Title: Pollen Studies of East Texas Honey

item Jones, Gretchen
item BRYANT, JR., VAUGHN - Texas A&M University

Submitted to: Palynology
Publication Type: Peer Reviewed Journal
Publication Acceptance Date: 3/3/2014
Publication Date: 5/29/2014
Citation: Jones, G.D., Bryant, Jr., V.M. 2014. Pollen studies of east Texas honey. Palynology. DOI:10.1080/01916122.2014.899276.

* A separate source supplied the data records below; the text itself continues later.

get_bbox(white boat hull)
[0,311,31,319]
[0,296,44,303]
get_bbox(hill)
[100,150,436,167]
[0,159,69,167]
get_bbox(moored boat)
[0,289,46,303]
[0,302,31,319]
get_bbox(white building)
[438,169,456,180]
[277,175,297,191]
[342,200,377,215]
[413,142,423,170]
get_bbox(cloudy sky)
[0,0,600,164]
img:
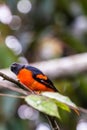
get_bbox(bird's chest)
[17,69,34,87]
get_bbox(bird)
[10,62,58,92]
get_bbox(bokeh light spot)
[36,123,50,130]
[9,15,21,30]
[0,4,12,24]
[17,0,32,14]
[76,121,87,130]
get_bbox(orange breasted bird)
[11,63,58,92]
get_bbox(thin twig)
[0,82,28,95]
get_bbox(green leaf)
[25,95,60,118]
[41,92,77,110]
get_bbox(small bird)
[11,63,58,92]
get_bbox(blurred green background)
[0,0,87,130]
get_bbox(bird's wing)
[26,66,58,91]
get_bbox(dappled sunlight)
[0,4,12,24]
[5,35,22,55]
[17,0,32,14]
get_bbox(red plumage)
[11,63,57,92]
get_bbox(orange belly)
[17,69,54,92]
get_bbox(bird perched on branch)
[11,63,58,92]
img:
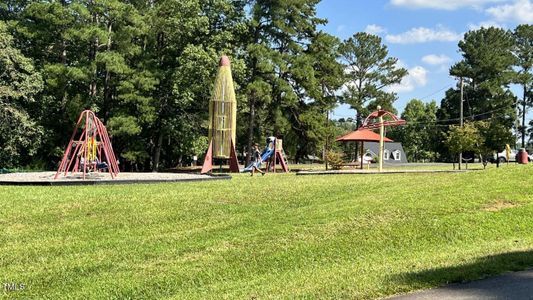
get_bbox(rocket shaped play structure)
[202,56,239,174]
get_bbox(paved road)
[389,270,533,300]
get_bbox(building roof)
[336,129,392,142]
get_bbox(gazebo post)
[378,110,385,173]
[360,141,365,170]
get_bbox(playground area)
[0,164,533,299]
[0,172,227,185]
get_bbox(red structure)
[361,107,406,129]
[361,106,406,172]
[336,128,393,170]
[54,110,119,179]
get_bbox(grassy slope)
[0,166,533,299]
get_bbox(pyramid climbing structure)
[201,56,239,174]
[54,110,119,179]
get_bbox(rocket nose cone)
[218,55,230,67]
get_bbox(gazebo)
[336,128,392,169]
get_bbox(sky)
[317,0,533,119]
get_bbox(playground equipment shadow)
[0,172,231,186]
[296,169,482,176]
[387,250,533,300]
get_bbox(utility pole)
[459,77,464,170]
[520,85,527,148]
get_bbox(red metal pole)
[54,113,83,179]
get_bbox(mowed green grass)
[0,165,533,299]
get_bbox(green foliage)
[389,99,439,162]
[513,24,533,148]
[0,165,533,299]
[446,123,485,153]
[0,21,43,168]
[339,32,407,125]
[326,150,344,170]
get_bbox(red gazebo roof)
[336,128,392,142]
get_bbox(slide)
[241,146,274,173]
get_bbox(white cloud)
[385,26,462,44]
[486,0,533,23]
[390,0,506,10]
[468,20,506,30]
[422,54,452,66]
[365,24,387,35]
[387,66,428,93]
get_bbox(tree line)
[0,0,533,170]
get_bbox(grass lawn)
[0,165,533,299]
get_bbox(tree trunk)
[89,5,98,99]
[102,22,113,123]
[521,84,527,148]
[245,92,255,165]
[152,129,163,172]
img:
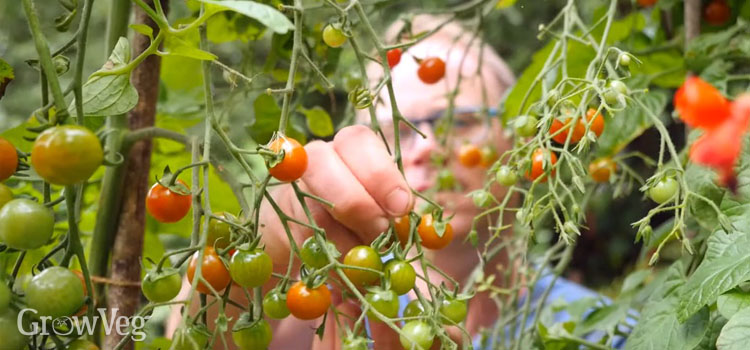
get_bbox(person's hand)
[259,126,414,350]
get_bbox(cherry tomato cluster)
[393,213,453,250]
[674,77,750,188]
[549,108,604,145]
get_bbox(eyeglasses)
[380,107,497,151]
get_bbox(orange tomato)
[525,148,557,182]
[417,214,453,249]
[187,247,232,294]
[0,138,18,181]
[458,143,482,168]
[286,281,331,320]
[146,180,192,223]
[268,137,307,182]
[589,158,617,183]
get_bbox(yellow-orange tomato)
[589,158,617,183]
[268,137,307,182]
[286,281,331,320]
[0,138,18,181]
[525,148,557,182]
[586,108,604,137]
[549,118,586,145]
[393,214,411,244]
[187,247,232,294]
[417,214,453,249]
[458,144,482,168]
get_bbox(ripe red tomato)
[0,138,18,182]
[286,281,331,320]
[703,0,732,26]
[525,148,557,182]
[187,247,232,294]
[584,108,604,137]
[417,214,453,249]
[268,137,307,182]
[31,125,104,186]
[385,49,401,68]
[589,158,617,183]
[146,180,192,223]
[674,77,730,129]
[344,245,383,287]
[458,143,482,168]
[393,214,411,245]
[417,57,445,84]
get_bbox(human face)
[380,107,508,235]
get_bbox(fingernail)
[385,188,410,216]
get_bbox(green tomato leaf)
[198,0,294,34]
[246,94,306,144]
[0,58,14,99]
[76,38,138,116]
[716,291,750,319]
[716,308,750,350]
[597,90,668,157]
[625,297,709,350]
[677,231,750,322]
[130,23,154,40]
[162,35,216,61]
[301,106,333,137]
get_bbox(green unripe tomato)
[263,290,290,320]
[0,310,29,350]
[0,280,13,314]
[403,299,424,318]
[609,80,628,95]
[206,213,232,250]
[618,53,630,67]
[0,184,13,209]
[26,266,85,319]
[141,269,182,303]
[513,115,539,137]
[648,177,680,204]
[365,290,399,319]
[471,190,492,208]
[547,89,560,107]
[495,165,518,186]
[300,237,328,269]
[0,198,55,250]
[440,299,468,325]
[172,326,211,350]
[323,24,346,47]
[232,319,273,350]
[399,321,435,350]
[385,260,417,295]
[229,249,273,288]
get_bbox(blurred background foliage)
[0,0,750,318]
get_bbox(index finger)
[333,125,414,218]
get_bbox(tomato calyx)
[156,165,192,196]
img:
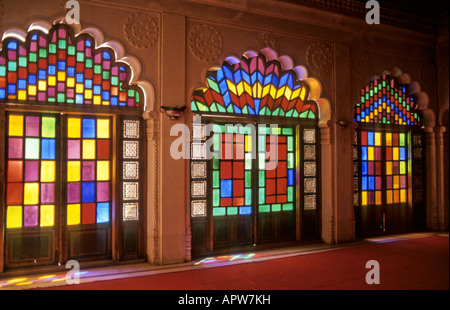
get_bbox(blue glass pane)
[361,177,367,191]
[220,180,233,198]
[288,169,294,186]
[81,182,95,202]
[361,146,367,160]
[41,139,55,159]
[367,132,375,145]
[361,161,367,175]
[83,118,95,138]
[239,206,252,215]
[369,177,375,190]
[97,202,109,223]
[400,147,406,160]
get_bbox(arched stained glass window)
[191,50,317,119]
[355,75,421,126]
[353,75,423,235]
[191,49,320,256]
[0,24,143,107]
[0,24,146,268]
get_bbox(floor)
[0,233,448,290]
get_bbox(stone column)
[424,128,438,230]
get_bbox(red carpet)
[41,236,449,290]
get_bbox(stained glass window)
[65,116,112,225]
[355,75,421,125]
[6,113,59,228]
[0,24,143,107]
[191,54,318,119]
[258,127,296,212]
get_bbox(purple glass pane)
[25,160,39,182]
[83,161,95,181]
[97,182,109,202]
[23,206,39,227]
[67,140,80,159]
[8,138,23,158]
[67,183,80,203]
[25,116,39,137]
[41,183,55,204]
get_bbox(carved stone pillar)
[319,121,336,244]
[143,112,161,265]
[424,128,439,230]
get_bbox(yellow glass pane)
[97,118,109,139]
[41,205,55,227]
[375,191,381,205]
[23,183,39,205]
[392,147,399,160]
[367,146,374,160]
[67,204,81,225]
[245,135,252,152]
[386,161,392,175]
[361,191,367,206]
[386,191,392,204]
[400,189,406,202]
[67,160,81,182]
[41,160,55,182]
[393,175,400,188]
[83,140,95,159]
[6,206,22,228]
[375,132,381,146]
[394,189,400,203]
[67,117,81,138]
[97,160,109,181]
[386,132,392,146]
[8,115,23,137]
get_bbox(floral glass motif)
[191,54,318,119]
[355,75,421,125]
[0,24,143,108]
[6,113,58,229]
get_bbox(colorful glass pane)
[354,75,421,125]
[0,24,143,108]
[191,54,318,119]
[6,113,57,229]
[66,116,111,225]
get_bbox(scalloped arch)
[191,47,330,122]
[0,21,155,111]
[354,67,434,127]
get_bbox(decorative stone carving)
[306,43,333,76]
[255,31,278,50]
[352,49,370,78]
[123,14,158,48]
[189,24,223,61]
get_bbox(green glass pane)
[213,189,220,207]
[287,186,294,202]
[287,137,294,152]
[283,203,294,211]
[25,138,40,159]
[245,189,252,205]
[245,171,252,187]
[258,170,266,187]
[213,171,220,188]
[258,205,270,213]
[259,188,266,203]
[213,208,226,216]
[227,207,238,215]
[281,128,292,135]
[42,116,56,138]
[288,153,294,169]
[398,133,405,146]
[272,204,281,212]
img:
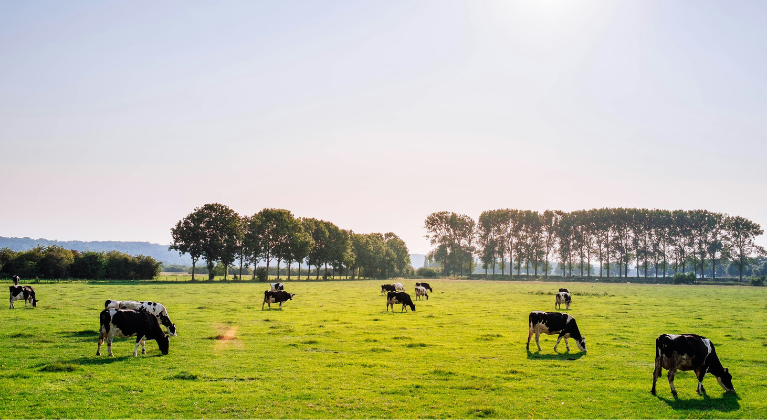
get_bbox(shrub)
[674,272,697,284]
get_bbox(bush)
[674,271,697,284]
[416,267,439,279]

Interpretive Summary: Most major honey-producing countries except the U.S. have certification laws for their honey. Lacking certification, U.S. honey cannot be exported to many other countries, and cheaper foreign honey may be substituted for domestic honey. Certification of honey is largely based on the identification of predominant pollen types found in honey. Analysis of pollen in 37 honey samples from East Texas revealed that half of the honey samples contained 31-40 pollen types, indicating a high diversity of botanical origin (mixed floral), whereas three honey samples were unifloral Berchemia scandens. Rattanvine (Berchemia scandens), black willow (Salix nigra), and poison ivy (Toxicodendron radicans) occurred in over 50% of the samples. Certification of U.S. honey by analysis of pollen types will increase the economic potential of U.S. honey in the global market.

Technical Abstract: Since the beginning of honey production, certain honey types are preferred because they taste better, are better for cooking, or do not rapidly crystallize. Because some honey types are preferred over others, these preferred types are in high demand and are sold at higher prices. One of the goals of melissopalynology is to determine the floral sources utilized by honeybees in the production of honey. The pollen of 37 honey samples from East Texas were examined. Pollen was recovered from the honey by using an alcohol-dilution method. Overall, 431 taxa identified into 61 families, 104 genera, and 85 species were found in the honey samples. The number of pollen taxa per sample varied between 17 (Gregg-str) - 52 (Chambers and Liberty Co.). Half of the East Texas honey samples contained 31-40 pollen types, indicating a high diversity in botanical origin. From the frequency of occurrence and the relative frequency, three taxa were found >50% of the samples and are the most important: Berchemia scandens, Salix nigra, and Toxicodendron radicans. Berchemia scandens was found in 89% of the samples and was a predominant type in three honey samples and an important secondary type in 14 of the 37 East Texas honey. Both Salix nigra and Toxicodendron radicans pollen had a frequency of occurrence of 83%, and each was found in 30 of the 36 samples. Neither taxon occurred as a predominant or secondary type. Three of the honey samples were Berchemia scandens unifloral honey and the rest were mixed floral honey. To differentiate honey of the lower 48 States of the U.S.A. from other countries of the world, the honey from each state must be analyzed. Prior to this, the amount of putting similar taxa together into one classification must be determined. By examining the pollen in honey, researchers and beekeepers can determine which habitats the honeybees visited, on which plants the honeybees used as food sources, if the honeybees are visited row crops and orchards, and their role in pollination of those plants. Furthermore, to differentiate honey of the lower 48 U.S.A. States from honey of other countries, the source of the honey must be determined by the pollen within the honey. Only by analyzing the pollen in the honey of the U.S.A. can it be reliably differentiated from foreign honey that is being sold as produced in the U.S.A.